Why so gloomy? When you ask someone to build you a new kitchen and give them a 50% deposit, do you automatically assume this is a business model for the lazy and near-fraudulent, because they take money upfront and who knows what they'll deliver?
This is
exactly the kind of baseless fear-mongering that keeps people like EA, Activision and Ubisoft in their cushy monopoly of delivering un-innovative, DRM riddled, stale, and action-centric crapware (with tens of millions spent on hype-ups). And making their devs work 85 hour weeks, if not shutting them down altogether just to rip profitable IPs out.
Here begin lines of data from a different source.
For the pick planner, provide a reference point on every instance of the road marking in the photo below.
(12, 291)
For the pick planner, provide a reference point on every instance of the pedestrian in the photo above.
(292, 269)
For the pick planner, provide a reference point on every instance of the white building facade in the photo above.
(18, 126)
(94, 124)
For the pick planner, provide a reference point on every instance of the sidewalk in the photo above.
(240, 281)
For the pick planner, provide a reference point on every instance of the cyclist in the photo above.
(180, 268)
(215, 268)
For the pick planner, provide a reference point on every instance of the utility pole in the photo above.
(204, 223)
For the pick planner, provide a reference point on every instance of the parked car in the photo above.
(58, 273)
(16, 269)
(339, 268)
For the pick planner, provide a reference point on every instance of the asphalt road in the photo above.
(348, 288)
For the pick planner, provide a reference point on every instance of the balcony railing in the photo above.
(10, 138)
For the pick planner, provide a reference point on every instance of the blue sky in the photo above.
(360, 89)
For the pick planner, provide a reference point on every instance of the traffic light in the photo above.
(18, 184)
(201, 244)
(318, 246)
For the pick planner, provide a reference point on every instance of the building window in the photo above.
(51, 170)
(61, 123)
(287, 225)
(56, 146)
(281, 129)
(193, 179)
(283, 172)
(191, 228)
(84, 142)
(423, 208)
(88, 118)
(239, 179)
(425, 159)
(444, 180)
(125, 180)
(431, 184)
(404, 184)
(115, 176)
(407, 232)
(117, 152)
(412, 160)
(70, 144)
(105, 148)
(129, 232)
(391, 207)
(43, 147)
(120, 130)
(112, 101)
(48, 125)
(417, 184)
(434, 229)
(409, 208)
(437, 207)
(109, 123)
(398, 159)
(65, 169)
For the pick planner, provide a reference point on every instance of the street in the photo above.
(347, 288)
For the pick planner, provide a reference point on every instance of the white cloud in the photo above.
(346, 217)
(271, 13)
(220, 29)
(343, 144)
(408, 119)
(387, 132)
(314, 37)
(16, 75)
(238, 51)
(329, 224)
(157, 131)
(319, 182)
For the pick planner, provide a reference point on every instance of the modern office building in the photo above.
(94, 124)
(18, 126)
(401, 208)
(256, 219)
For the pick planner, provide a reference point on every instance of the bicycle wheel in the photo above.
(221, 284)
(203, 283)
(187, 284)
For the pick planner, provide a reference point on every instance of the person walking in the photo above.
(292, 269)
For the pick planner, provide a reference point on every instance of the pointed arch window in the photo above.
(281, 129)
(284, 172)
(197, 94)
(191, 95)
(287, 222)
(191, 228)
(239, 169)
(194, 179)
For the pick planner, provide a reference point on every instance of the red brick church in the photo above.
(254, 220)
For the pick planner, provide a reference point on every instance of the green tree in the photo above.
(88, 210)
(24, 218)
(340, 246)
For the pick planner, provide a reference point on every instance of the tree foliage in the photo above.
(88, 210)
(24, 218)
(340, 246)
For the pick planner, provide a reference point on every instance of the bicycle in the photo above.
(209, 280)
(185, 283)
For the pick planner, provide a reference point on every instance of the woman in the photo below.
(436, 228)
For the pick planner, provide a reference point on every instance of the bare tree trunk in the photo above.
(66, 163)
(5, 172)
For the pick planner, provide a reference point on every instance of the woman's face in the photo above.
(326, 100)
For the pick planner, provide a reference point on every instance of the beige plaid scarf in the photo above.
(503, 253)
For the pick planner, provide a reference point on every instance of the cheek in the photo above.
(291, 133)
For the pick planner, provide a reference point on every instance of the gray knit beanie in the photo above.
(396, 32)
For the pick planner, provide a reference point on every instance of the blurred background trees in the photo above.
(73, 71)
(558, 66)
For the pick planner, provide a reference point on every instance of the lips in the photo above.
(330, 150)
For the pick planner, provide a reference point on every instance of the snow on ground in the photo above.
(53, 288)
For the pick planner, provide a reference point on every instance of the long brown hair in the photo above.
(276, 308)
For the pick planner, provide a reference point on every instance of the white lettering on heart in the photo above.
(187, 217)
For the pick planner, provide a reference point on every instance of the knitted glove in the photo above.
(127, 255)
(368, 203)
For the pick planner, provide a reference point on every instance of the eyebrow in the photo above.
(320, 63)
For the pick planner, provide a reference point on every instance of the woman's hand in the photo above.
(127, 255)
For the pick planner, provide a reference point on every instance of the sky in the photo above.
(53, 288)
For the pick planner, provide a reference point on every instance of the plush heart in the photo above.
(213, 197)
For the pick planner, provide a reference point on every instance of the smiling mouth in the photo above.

I think what you're not taking into account is that on top of kickstarter funding, the devs will also get sales funding. I mean, you can still buy the game post-release if you didn't donate. This is surely the best way to get to the Bahamas - ask the nerds to give you financing, make a good game free of Bobby and Johnny's malign and incompetent orders, sell a million, use the funding to make an even bigger sequel etc. Then sell it all to Bobby or Johnny and go to the Bahamas with a villa, yacht and Aston Martin.
Your argument is almost like saying any business owner who finances his enterprise by bank loan, will probably deliberately do a poor job and siphon off the loan funds so that when the business inevitably folds, he's already feathered his nest. Yes, some people do that, but that doesn't stop banks lending to businesses.